For a 10K token context:
- Attention matrix: 10,000 × 10,000 = 100 million values
- In fp16: 200 MB just for one attention layer
- × 32 layers = 6.4 GB for attention matrices alone
This moves data between GPU compute (fast) and GPU memory (slow) repeatedly.
Flash Attention is an algorithm that computes attention without materializing the full matrix.

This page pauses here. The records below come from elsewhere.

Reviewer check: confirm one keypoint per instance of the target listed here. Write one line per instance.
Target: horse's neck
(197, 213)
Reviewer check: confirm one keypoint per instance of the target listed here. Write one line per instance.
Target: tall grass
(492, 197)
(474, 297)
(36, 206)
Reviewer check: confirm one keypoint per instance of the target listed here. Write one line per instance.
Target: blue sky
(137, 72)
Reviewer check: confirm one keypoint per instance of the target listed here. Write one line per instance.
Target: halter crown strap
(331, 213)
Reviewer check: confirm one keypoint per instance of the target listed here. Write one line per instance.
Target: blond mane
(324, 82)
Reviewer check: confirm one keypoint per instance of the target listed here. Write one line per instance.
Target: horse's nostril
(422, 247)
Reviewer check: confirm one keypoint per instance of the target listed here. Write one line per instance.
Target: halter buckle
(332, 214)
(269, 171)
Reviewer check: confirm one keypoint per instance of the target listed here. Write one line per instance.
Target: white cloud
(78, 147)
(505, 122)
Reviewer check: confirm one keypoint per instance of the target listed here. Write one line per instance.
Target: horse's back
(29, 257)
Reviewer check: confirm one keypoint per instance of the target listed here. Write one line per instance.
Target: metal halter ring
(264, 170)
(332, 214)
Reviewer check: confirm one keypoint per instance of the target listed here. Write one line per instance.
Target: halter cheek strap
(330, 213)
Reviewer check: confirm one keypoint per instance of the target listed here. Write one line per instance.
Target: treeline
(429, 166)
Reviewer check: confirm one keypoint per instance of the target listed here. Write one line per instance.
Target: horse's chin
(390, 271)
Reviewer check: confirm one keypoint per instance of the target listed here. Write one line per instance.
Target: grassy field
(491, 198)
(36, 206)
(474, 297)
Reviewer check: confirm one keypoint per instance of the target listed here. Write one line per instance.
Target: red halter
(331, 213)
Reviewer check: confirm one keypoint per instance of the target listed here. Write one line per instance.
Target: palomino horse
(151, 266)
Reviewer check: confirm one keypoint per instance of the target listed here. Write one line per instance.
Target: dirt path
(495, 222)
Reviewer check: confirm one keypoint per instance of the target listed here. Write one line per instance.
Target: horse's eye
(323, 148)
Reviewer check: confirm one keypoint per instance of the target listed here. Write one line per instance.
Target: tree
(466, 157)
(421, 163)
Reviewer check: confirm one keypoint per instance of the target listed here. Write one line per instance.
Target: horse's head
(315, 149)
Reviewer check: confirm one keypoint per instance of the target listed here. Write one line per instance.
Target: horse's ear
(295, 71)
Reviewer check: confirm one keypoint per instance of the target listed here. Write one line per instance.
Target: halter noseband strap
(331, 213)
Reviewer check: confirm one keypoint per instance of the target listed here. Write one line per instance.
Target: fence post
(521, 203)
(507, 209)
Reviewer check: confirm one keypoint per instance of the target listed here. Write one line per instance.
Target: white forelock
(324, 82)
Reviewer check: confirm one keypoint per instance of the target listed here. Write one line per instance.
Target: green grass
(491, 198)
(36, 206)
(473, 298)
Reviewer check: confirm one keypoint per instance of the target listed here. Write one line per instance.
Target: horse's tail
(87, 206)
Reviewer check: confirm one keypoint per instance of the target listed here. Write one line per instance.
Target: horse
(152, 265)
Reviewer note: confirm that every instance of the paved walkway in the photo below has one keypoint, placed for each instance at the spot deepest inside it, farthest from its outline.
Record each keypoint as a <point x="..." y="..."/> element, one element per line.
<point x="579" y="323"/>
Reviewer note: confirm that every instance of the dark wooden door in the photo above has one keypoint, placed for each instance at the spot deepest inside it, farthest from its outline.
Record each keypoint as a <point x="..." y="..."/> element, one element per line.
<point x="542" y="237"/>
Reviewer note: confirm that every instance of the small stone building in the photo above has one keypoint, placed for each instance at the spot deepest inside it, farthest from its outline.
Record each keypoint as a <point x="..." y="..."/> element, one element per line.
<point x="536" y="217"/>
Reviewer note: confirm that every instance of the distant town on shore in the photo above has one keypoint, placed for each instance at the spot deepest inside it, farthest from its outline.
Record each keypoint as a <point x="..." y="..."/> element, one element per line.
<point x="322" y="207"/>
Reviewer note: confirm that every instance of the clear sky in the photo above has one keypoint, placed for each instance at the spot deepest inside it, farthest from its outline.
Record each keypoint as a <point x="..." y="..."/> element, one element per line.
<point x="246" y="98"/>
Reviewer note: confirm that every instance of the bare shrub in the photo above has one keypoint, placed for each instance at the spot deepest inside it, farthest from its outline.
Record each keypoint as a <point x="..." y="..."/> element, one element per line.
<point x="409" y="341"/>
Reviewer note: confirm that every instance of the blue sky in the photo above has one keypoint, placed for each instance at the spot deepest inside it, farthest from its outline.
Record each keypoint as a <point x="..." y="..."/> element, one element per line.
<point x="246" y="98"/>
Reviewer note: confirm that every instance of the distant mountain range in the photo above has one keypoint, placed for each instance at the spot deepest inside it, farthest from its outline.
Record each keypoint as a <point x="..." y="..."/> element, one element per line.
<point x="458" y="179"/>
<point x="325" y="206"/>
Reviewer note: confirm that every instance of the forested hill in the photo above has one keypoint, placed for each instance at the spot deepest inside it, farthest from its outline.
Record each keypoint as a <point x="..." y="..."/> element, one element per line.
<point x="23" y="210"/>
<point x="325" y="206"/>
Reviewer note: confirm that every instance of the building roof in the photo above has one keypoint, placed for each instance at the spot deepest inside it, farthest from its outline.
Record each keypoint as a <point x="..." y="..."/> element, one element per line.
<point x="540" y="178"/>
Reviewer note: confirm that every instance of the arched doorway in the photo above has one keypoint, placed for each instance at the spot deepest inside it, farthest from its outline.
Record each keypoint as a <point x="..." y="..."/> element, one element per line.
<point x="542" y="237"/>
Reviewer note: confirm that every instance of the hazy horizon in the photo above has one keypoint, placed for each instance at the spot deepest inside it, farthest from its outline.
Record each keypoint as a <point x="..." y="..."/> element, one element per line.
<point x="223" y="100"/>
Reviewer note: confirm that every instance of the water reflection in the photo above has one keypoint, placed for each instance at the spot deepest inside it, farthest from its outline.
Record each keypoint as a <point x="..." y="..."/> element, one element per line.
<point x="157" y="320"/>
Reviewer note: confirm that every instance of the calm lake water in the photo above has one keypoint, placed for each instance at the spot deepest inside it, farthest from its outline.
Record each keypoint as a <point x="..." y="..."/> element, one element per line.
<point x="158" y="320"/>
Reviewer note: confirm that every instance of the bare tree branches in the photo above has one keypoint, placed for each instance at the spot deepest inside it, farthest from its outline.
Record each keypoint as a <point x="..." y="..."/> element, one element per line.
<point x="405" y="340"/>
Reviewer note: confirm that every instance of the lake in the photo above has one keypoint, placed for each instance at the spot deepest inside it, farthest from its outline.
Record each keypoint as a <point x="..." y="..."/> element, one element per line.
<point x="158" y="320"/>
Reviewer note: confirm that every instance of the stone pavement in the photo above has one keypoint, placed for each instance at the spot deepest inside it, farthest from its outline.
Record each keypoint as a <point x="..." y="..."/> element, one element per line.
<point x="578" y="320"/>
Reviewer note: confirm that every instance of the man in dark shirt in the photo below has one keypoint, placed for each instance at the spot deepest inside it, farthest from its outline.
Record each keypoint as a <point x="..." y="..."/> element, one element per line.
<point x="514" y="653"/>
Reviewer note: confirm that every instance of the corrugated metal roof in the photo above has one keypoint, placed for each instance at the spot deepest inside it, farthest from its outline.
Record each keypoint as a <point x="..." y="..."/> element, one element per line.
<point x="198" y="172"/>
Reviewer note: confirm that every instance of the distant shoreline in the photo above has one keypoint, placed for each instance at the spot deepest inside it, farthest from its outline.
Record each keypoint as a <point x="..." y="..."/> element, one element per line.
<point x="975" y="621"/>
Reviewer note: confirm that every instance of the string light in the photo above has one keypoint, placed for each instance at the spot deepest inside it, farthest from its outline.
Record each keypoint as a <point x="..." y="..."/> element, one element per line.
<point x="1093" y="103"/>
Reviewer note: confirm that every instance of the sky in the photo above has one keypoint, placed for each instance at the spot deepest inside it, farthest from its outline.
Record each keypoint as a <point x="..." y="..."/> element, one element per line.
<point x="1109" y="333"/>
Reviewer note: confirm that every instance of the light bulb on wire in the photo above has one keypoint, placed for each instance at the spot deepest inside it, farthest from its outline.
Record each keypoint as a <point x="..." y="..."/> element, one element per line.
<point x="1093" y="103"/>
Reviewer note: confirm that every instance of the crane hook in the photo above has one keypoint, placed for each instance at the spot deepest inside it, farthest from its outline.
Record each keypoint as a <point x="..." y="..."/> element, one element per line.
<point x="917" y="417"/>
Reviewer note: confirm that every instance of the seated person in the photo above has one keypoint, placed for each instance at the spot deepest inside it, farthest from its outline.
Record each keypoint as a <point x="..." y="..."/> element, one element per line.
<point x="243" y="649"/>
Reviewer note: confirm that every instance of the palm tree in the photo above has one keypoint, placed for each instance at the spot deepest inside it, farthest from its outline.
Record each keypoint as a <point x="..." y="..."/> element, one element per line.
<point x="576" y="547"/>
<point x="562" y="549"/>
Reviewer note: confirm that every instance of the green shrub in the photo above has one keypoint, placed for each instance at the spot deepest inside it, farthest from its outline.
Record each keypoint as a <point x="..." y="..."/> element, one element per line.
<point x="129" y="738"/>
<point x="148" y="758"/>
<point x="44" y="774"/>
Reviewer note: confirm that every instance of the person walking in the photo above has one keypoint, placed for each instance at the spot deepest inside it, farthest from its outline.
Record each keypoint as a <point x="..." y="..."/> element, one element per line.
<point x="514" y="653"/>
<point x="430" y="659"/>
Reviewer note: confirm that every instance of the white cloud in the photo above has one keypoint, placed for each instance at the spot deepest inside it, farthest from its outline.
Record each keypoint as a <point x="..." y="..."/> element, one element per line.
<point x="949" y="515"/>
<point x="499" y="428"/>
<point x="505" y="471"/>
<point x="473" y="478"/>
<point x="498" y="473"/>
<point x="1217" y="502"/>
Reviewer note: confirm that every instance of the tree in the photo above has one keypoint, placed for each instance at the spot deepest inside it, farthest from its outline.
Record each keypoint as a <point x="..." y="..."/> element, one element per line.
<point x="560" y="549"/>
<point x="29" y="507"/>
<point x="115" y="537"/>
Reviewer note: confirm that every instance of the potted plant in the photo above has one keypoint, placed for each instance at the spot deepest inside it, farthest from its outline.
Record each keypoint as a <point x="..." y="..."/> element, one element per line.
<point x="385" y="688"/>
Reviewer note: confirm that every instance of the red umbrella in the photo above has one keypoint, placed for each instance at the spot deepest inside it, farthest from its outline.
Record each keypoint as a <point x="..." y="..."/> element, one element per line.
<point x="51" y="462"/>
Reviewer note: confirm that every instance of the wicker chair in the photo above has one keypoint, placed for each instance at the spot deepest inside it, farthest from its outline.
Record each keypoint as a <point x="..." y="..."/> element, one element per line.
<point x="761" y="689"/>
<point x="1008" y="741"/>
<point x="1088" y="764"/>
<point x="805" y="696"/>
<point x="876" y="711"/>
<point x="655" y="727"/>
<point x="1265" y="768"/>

How Flash Attention Works (Simplified)
Instead of computing the whole attention matrix at once, Flash Attention:
- Processes attention in tiles that fit in the fast on-chip SRAM
- Accumulates results without writing the full matrix to GPU memory
- Produces the same result but 2-8x faster and uses far less memory
# Most modern libraries use Flash Attention automatically
# Just make sure you install it:
# pip install flash-attn --no-build-isolation
from transformers import AutoModelForCausalLM
model = AutoModelForCausalLM.from_pretrained(
"meta-llama/Meta-Llama-3-8B",
attn_implementation="flash_attention_2", # Enable Flash Attention 2
torch_dtype=torch.bfloat16,
)
Flash Attention Variants
| Version | Features | Speedup |
|---|---|---|
| Flash Attention 1 | Core algorithm | 2-4x |
| Flash Attention 2 | Better parallelism, GQA | 2-8x |
| Flash Attention 3 | Hopper GPU (H100) optimized | Up to 16x |
| xFormers | Alternative implementation | 2-5x |
| SDPA (PyTorch) | Built-in, cross-platform | 1.5-3x |
Grouped Query Attention (GQA)
Related to efficiency: LLaMA 3 uses Grouped Query Attention (GQA).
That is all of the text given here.